L’une des limites de la monnaie solidaire est en effet de ne pouvoir être utilisée qu’au niveau local. Selon le code pénal, il faut une unité monétaire sur l’ensemble du territoire… et l’euro a déjà pris la place ! Les détenteurs de cette monnaie ne peuvent l’utiliser qu’auprès de commerçants ou d’artisans partenaires. Impossible par exemple de payer un artisan basque avec des abeilles, même si cet artisan est un fervent défenseur de la monnaie locale !
Après le boom des monnaies locales, quel est le bilan ?
Selon un article de Libération.fr, publié le 2 janvier 2014, le bilan des monnaies locales n’est finalement pas si rose. D’abord, cette limitation géographique de la monnaie locale, qui reste un obstacle de taille, n’est pas prête d’être solutionnée. Ensuite, le « manque d’enthousiasme du public et la baisse de motivation des militants associatifs de la première heure » risque aussi de faire du mal aux monnaies solidaires. Selon le quotidien, plusieurs ont d’ailleurs déjà disparu : « Le tiok dans l’Ain, la bogue en Ardèche ou le deodat dans les Vosges. »
Dans un article publié à la même date, Libération.fr laisse aussi la parole à des commerçants basques : dans le sud-ouest, l’eusko a été mis en place il y a plus d’un an, en janvier 2013. C’est probablement l’une des monnaies locales les plus utilisées, avec « 110 commerçants à Bayonne et 450 sur tout le Pays basque ». Le quotidien interroge d’ailleurs l’un de ces commerçants : « Au début, on recevait 40 ou 50 euskos chaque jour. Passé l’effet de mode, on en est à une vingtaine. » Sans oublier que l’eusko prend sa place dans un contexte culturel spécifique : lorsqu’elles adhèrent, les entreprises doivent s’engager en faveur du commerce local et de la promotion de la langue basque.
Selon Michel Lepesant, le fondateur du site Monnaie-locale-complementaire.net, interrogé par Libération, les monnaies complémentaires de type sol « sont un échec ». Il précise que « les utilisateurs potentiels ont du mal à comprendre l’intérêt de faire en monnaie locale ce que l’on peut déjà faire en euros ». Car il ne faut pas oublier que le taux de change des monnaies locales s’établit à un pour un avec l’euro.

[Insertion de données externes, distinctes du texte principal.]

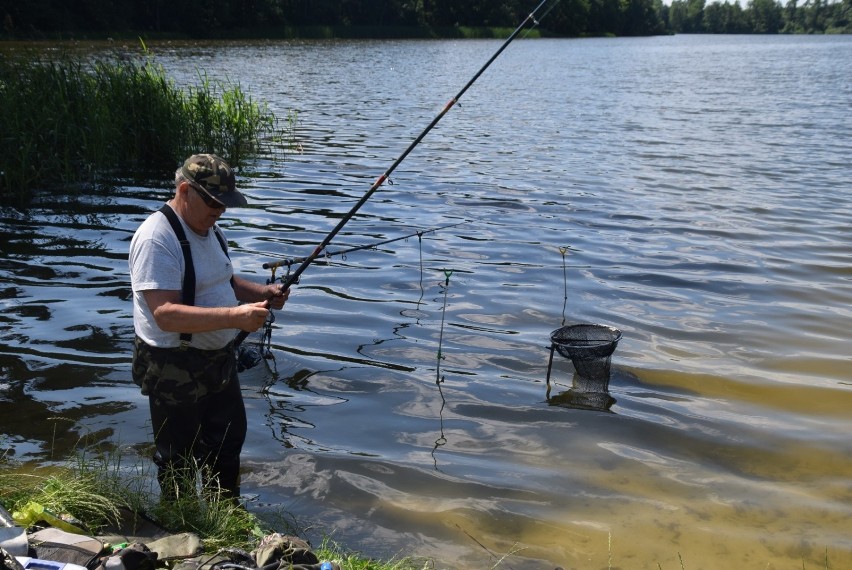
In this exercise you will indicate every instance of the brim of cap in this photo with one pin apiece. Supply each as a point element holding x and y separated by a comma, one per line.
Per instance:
<point>231,198</point>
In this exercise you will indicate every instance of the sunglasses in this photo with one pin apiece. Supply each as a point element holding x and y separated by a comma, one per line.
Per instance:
<point>211,202</point>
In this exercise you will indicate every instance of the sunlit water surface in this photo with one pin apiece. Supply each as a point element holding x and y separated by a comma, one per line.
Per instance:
<point>702,186</point>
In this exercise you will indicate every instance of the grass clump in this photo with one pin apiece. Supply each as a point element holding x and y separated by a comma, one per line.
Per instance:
<point>69,121</point>
<point>91,492</point>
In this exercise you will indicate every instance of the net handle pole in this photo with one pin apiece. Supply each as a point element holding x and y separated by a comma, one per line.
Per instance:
<point>294,276</point>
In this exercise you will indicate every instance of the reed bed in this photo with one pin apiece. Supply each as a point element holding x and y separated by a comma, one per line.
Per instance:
<point>69,122</point>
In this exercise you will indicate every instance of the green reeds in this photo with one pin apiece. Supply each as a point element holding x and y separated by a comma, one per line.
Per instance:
<point>68,121</point>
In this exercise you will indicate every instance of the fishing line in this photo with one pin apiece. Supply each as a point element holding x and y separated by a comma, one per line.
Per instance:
<point>438,378</point>
<point>241,336</point>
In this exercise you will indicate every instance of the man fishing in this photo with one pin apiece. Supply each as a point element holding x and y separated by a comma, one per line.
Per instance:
<point>186,311</point>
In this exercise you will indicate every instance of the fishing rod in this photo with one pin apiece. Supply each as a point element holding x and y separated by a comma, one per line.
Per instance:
<point>294,276</point>
<point>290,261</point>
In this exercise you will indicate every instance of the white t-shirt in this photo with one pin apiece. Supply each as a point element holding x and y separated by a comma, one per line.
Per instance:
<point>157,263</point>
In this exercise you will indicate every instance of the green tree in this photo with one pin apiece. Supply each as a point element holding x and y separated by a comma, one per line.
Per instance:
<point>766,16</point>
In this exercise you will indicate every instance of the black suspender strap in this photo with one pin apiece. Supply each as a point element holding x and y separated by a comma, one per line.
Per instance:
<point>188,294</point>
<point>188,290</point>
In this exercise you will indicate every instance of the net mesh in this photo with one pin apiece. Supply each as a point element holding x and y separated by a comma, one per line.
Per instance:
<point>590,348</point>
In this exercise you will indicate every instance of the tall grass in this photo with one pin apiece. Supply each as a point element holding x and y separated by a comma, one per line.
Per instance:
<point>95,486</point>
<point>68,121</point>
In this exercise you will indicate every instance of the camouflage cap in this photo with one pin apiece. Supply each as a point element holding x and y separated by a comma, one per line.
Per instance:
<point>216,177</point>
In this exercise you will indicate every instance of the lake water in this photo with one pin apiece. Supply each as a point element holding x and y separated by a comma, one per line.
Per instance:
<point>702,184</point>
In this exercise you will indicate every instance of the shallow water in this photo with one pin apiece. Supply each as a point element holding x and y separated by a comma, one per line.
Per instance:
<point>701,183</point>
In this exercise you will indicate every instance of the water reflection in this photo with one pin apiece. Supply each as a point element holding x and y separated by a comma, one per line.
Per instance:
<point>589,347</point>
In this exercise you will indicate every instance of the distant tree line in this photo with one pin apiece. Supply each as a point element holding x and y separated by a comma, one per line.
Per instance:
<point>33,19</point>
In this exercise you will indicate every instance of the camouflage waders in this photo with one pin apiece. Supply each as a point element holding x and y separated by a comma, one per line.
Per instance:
<point>197,415</point>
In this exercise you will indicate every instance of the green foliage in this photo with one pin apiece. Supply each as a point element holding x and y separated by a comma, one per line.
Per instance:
<point>75,121</point>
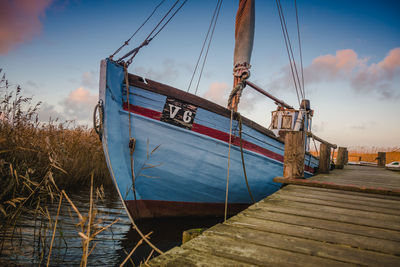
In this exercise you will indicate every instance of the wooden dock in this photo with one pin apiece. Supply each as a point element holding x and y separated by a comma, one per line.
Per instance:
<point>307,225</point>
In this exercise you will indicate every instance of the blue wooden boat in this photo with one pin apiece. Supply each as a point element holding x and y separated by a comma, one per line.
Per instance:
<point>168,150</point>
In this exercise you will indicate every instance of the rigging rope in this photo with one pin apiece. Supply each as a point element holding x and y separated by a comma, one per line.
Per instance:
<point>241,153</point>
<point>149,37</point>
<point>208,47</point>
<point>204,44</point>
<point>227,175</point>
<point>130,38</point>
<point>301,55</point>
<point>289,51</point>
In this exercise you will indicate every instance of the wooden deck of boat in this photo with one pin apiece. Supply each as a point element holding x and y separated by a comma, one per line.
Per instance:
<point>306,226</point>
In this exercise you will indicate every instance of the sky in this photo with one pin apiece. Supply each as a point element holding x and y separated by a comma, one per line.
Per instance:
<point>351,58</point>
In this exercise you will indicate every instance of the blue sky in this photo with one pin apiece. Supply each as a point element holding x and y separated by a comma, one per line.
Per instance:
<point>351,55</point>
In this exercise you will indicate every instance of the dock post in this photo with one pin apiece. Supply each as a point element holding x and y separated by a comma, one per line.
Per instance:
<point>324,158</point>
<point>381,159</point>
<point>293,163</point>
<point>341,158</point>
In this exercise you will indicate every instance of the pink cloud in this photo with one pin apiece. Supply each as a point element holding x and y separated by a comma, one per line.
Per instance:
<point>347,66</point>
<point>391,62</point>
<point>19,21</point>
<point>79,104</point>
<point>379,76</point>
<point>344,60</point>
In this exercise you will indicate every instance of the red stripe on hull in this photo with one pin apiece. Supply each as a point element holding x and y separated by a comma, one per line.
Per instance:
<point>235,141</point>
<point>152,114</point>
<point>143,209</point>
<point>222,136</point>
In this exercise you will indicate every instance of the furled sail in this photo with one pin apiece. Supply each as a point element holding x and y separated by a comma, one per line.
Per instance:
<point>244,36</point>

Et ce qui peut sembler pratique pourrait bien, finalement, causer du tort à une monnaie qui reste trop liée avec l’euro.
Les monnaies locales ne sont pas une solution en cas de crise
Complémentaires de l’euro – car tous les achats ne peuvent être réglés avec une monnaie locale –, les monnaies locales en sont aussi dépendantes. Le taux de change de un pour un en est une preuve. La monnaie locale reste adossée à l’euro… et à ses risques. En cas de grave crise économique, si l’euro devait subir une forte dépréciation, la valeur des monnaies locales serait probablement dévaluée d’autant.

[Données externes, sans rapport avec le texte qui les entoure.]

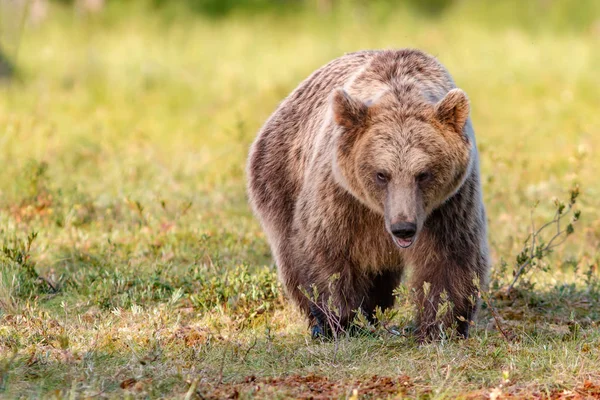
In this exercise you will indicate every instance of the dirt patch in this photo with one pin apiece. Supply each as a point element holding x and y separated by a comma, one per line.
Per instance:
<point>309,387</point>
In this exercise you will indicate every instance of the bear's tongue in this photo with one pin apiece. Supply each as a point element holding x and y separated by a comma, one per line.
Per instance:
<point>404,243</point>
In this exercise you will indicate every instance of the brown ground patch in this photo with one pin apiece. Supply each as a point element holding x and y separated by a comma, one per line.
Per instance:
<point>309,387</point>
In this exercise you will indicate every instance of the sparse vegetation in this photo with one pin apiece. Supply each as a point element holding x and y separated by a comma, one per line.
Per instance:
<point>131,266</point>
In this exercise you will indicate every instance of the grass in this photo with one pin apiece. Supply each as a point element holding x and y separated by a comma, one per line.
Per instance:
<point>123,144</point>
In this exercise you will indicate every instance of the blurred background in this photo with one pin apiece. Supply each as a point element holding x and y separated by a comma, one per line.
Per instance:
<point>124,223</point>
<point>129,121</point>
<point>121,113</point>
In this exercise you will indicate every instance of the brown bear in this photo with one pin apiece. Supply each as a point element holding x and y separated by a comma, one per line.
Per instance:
<point>368,167</point>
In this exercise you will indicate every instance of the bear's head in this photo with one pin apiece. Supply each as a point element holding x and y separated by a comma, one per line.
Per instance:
<point>401,157</point>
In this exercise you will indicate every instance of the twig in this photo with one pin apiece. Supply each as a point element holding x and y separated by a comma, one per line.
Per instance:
<point>222,367</point>
<point>248,351</point>
<point>541,252</point>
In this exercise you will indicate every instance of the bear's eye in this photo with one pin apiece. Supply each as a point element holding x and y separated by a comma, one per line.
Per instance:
<point>423,177</point>
<point>381,178</point>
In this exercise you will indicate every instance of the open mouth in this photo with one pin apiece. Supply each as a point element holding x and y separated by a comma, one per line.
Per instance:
<point>403,243</point>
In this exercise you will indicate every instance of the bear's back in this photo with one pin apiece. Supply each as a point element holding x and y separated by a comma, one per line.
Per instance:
<point>296,132</point>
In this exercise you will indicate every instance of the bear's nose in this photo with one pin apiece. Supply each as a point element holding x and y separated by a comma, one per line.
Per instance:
<point>404,230</point>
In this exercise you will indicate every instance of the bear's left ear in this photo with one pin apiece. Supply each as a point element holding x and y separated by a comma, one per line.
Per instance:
<point>453,110</point>
<point>348,111</point>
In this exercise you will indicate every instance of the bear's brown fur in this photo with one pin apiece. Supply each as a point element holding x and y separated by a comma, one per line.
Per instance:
<point>369,166</point>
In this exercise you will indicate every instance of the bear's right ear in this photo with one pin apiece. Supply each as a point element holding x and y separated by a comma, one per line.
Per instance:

Monnaie papier qui n’est adossée à aucune valeur tangible, la monnaie locale est destinée à un usage immédiat. Elle ne permet donc aucune épargne dans le temps. Certaines monnaies locales sont d’ailleurs « fondantes » : leur valeur décroît avec le temps, une fois un délai de trois mois passé. Cet aspect est censé favoriser leur circulation. Mais dans ces conditions, impossible de garder des valeurs chez soi pour les coups durs… et heureusement que cette valeur fondante ne caractérise pas l’or, refuge par excellence !

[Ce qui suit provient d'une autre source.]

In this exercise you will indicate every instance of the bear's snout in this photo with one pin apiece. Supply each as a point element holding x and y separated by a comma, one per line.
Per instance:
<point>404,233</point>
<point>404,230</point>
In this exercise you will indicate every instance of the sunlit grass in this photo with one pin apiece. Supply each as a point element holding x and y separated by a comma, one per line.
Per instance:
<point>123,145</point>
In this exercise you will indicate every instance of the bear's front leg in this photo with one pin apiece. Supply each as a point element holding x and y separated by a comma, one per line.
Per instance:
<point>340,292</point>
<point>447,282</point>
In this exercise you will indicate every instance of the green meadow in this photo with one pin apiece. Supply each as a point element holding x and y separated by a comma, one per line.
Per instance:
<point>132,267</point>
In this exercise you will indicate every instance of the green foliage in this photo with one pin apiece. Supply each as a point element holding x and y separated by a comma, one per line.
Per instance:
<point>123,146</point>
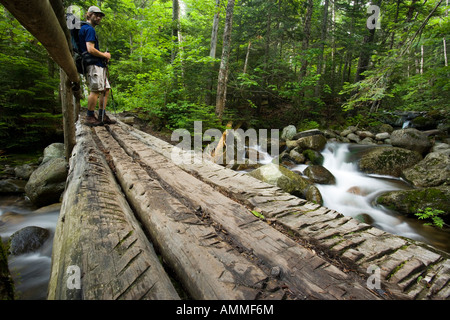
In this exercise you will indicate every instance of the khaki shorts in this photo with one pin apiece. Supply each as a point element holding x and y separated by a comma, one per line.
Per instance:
<point>96,78</point>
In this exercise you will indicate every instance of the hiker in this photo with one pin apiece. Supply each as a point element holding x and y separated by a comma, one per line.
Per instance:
<point>96,70</point>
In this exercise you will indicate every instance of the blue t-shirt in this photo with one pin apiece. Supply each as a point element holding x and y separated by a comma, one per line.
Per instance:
<point>87,34</point>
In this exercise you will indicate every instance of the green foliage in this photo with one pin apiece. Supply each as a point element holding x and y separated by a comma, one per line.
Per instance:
<point>29,112</point>
<point>431,214</point>
<point>274,71</point>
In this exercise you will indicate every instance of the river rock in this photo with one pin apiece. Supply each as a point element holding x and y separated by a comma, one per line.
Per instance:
<point>319,174</point>
<point>11,217</point>
<point>47,182</point>
<point>24,171</point>
<point>6,281</point>
<point>385,128</point>
<point>28,239</point>
<point>288,181</point>
<point>410,201</point>
<point>12,186</point>
<point>411,139</point>
<point>382,136</point>
<point>367,141</point>
<point>365,218</point>
<point>55,150</point>
<point>296,156</point>
<point>365,134</point>
<point>314,142</point>
<point>315,157</point>
<point>353,137</point>
<point>349,130</point>
<point>307,133</point>
<point>432,171</point>
<point>388,160</point>
<point>288,132</point>
<point>357,191</point>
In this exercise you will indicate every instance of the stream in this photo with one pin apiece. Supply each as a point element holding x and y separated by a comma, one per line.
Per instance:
<point>31,272</point>
<point>354,195</point>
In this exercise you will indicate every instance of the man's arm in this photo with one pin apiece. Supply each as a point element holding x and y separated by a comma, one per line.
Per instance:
<point>92,50</point>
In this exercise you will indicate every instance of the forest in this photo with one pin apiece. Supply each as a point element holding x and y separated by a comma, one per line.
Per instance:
<point>262,63</point>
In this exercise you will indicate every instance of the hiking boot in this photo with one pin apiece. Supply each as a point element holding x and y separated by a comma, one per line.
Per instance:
<point>92,121</point>
<point>107,120</point>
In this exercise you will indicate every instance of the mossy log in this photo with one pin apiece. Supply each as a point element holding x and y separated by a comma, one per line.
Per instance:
<point>98,234</point>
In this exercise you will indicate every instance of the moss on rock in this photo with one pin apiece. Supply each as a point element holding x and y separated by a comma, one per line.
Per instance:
<point>388,160</point>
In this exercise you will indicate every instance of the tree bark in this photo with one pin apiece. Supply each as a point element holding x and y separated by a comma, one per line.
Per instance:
<point>39,18</point>
<point>98,233</point>
<point>212,52</point>
<point>68,114</point>
<point>305,41</point>
<point>224,63</point>
<point>322,46</point>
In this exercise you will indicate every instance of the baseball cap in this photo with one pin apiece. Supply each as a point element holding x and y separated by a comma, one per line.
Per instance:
<point>95,9</point>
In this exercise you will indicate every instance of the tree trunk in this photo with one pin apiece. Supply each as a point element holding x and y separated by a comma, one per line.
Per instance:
<point>215,31</point>
<point>322,46</point>
<point>305,41</point>
<point>212,52</point>
<point>98,234</point>
<point>247,56</point>
<point>68,114</point>
<point>175,26</point>
<point>224,63</point>
<point>39,18</point>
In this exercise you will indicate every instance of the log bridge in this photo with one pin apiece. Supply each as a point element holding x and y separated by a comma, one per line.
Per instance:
<point>138,226</point>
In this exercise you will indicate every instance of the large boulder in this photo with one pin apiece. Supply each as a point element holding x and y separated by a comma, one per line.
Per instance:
<point>288,132</point>
<point>27,240</point>
<point>319,174</point>
<point>388,160</point>
<point>12,186</point>
<point>47,182</point>
<point>288,181</point>
<point>314,142</point>
<point>433,170</point>
<point>55,150</point>
<point>411,139</point>
<point>411,201</point>
<point>6,281</point>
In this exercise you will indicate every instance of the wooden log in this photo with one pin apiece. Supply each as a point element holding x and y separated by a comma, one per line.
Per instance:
<point>208,267</point>
<point>357,244</point>
<point>39,18</point>
<point>98,238</point>
<point>307,274</point>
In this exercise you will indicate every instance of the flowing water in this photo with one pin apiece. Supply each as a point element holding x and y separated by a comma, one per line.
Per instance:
<point>30,271</point>
<point>354,194</point>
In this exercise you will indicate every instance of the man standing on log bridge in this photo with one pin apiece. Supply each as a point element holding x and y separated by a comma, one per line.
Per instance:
<point>96,70</point>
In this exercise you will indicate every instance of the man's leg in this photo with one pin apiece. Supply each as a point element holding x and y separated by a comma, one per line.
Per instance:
<point>102,108</point>
<point>92,103</point>
<point>102,102</point>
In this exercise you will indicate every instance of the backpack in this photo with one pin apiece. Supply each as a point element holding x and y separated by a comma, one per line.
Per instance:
<point>81,59</point>
<point>74,39</point>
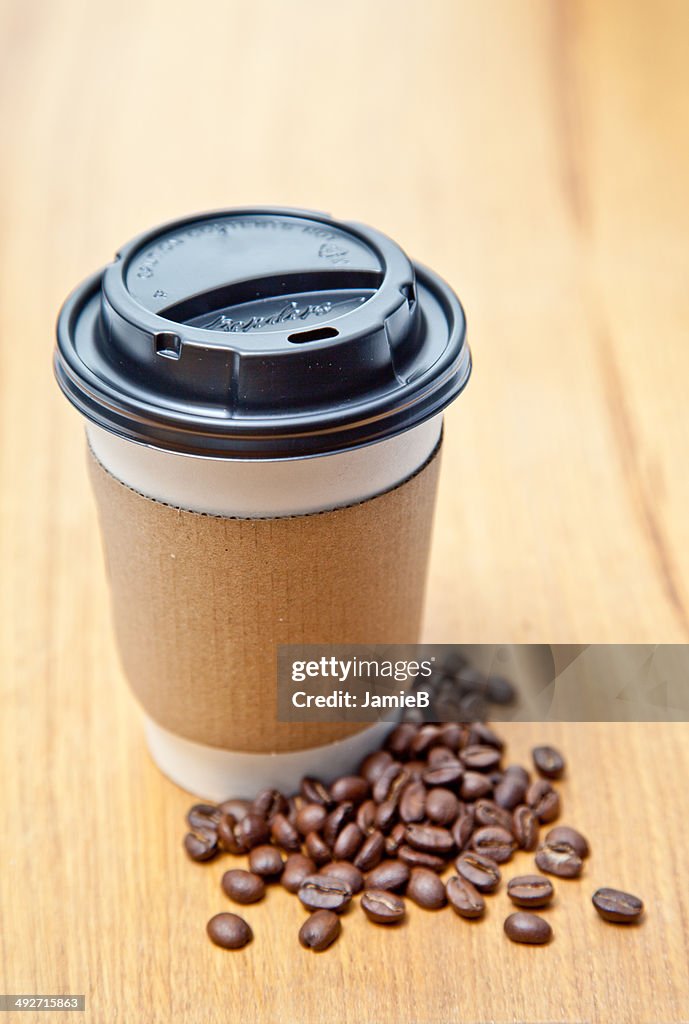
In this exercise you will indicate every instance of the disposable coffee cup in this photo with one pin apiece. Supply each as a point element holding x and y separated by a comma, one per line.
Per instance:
<point>263,393</point>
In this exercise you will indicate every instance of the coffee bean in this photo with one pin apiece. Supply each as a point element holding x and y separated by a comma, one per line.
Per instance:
<point>314,792</point>
<point>548,762</point>
<point>442,806</point>
<point>488,813</point>
<point>373,767</point>
<point>494,842</point>
<point>417,858</point>
<point>202,844</point>
<point>529,928</point>
<point>253,829</point>
<point>426,889</point>
<point>268,803</point>
<point>316,848</point>
<point>464,898</point>
<point>413,802</point>
<point>371,852</point>
<point>243,887</point>
<point>348,842</point>
<point>349,788</point>
<point>559,859</point>
<point>228,931</point>
<point>336,821</point>
<point>319,892</point>
<point>530,890</point>
<point>399,740</point>
<point>319,930</point>
<point>429,839</point>
<point>474,785</point>
<point>284,834</point>
<point>204,816</point>
<point>389,875</point>
<point>297,867</point>
<point>563,834</point>
<point>525,827</point>
<point>383,907</point>
<point>616,906</point>
<point>480,757</point>
<point>346,872</point>
<point>544,801</point>
<point>479,869</point>
<point>266,861</point>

Car si l’or garantit le capital des particuliers, il pourrait aussi garantir une solidité du système monétaire. L’or comme l’argent sont d’ailleurs longtemps restés des modes de paiement reconnus, et dans le monde entier d’ailleurs. Sans pour autant qu’une pièce ne perde de sa valeur : avec une once d’or, on peut acheter sensiblement les mêmes valeurs qu’au début du siècle. Pour développer une monnaie solidaire de référence, c’est sans doute vers un étalon or qu’il faudrait se tourner. Une solution qui permettrait aux particuliers de payer les pots cassés en cas de faillite bancaire, ou de crise économique à grande échelle.